The use of AI (artificial intelligence) has greatly benefited the insurance industry by optimizing the processes, making the services more efficient and reducing both employee time and costs. However, the question remains as to how AI benefits the customer and whether it can make a positive impact on the pricing of products and services. Balcia’s experience has shown that it is indeed possible.

Car insurance, such as MTPL and CASCO, is generally considered to be one of the most expensive insurance products due to the relatively high risks associated with owning a car. The cost of car insurance is determined by evaluating various factors and potential risks, but sometimes customers may still feel that they are paying more than necessary.

We decided to improve the accuracy of our insurance prices by collecting and analyzing larger amounts of data. This allowed us to customize the prices for each driver, resulting in a more precise and personalized pricing scheme. The role of AI in this process was significant. Normally, the standard method for price calculation involves analyzing less than 50 different parameters related to the car and driver. However, with the help of AI, we can analyze up to 800 different parameters. This allows us to assess the degree of risk more accurately and determine the price for the insurance policy more precisely. Our goal is not to be the cheapest insurer on the market, but rather to ensure that our customers receive the same or even greater value for the price they pay for their insurance policy.

What data is used?

Together with the Swiss company “K2G”, we have implemented a risk assessment system in Balcia that uses data from three main sources: demographic, geographic and criminal information controlled by the state, freely available public data on location and traffic intensity, as well as commercial data from service providers. The system also considers indicators such as the driver’s experience, driving style, received penalty points, as well as the year and make of the car. All the data used in this system are collected legally and are used in compliance with the law.

Driver’s residential location also affects the price of insurance

When it comes to analyzing CASCO policy prices, AI relies heavily on location-based data. This means that drivers with the same car models may have different policy prices if they live in different locations. For example, we have found that accidents tend to occur more frequently near the driver’s residence than far away, so when calculating the policy price, several risk factors are considered based on the driver’s location. These include the extent of car damage, the types and severity of injuries sustained by the drivers and passengers, traffic intensity, as well as the time of day and weather conditions in which accidents typically occur. Also, just because accidents happen frequently in a certain area doesn’t necessarily mean that they’re always severe or result in high losses, so the cost of an insurance policy cannot be determined by the number of accidents alone. Other factors must also be considered.
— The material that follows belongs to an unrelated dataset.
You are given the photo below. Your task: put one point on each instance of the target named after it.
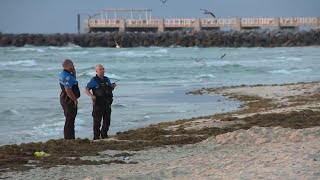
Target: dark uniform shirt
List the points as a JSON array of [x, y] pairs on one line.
[[102, 89]]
Similarly, AI algorithms also consider whether there is a school or kindergarten near the driver’s place of residence. If there is, then it is assumed that the driver is less likely to use their car to transport children to an educational institution, which ultimately results in a lower risk of accidents.

The Balcia mobile app allows users to check the safety level of their living area. By simply entering their address, users can get an insight into the risk of road traffic within a 3 km radius around their home. The app provides detailed information on the number of accidents that have occurred in the area over the years, along with statistics such as the time of day, severity, and types of vehicles involved.

Win-win for both the customers and the company

After implementing an AI-based approach for calculating the risk and price for each car insurance request, we conducted a thorough price comparison and evaluation over a period of 45 days to assess its effectiveness. The results showed that the use of AI technology resulted in a decrease in CASCO prices for 60% of our customers. However, for some customers, the risk was higher, leading to an increase in the price of CASCO. Personalized pricing was a game-changer for us, boosting our policy sales by 28% and our total revenue by 23%. Moreover, this solution made our price calculation process more efficient, saving our employees approximately 200 working hours per year. It also allowed us to create more targeted marketing campaigns based on the location of our customers.

The results confirmed that this approach is mutually beneficial for both the customers and the company. Customers gain from receiving personalized prices, while the company can ensure that they receive fair value for the policy premium paid. I believe that many companies could benefit from using AI tools to analyze unusual data patterns as it can uncover new business opportunities.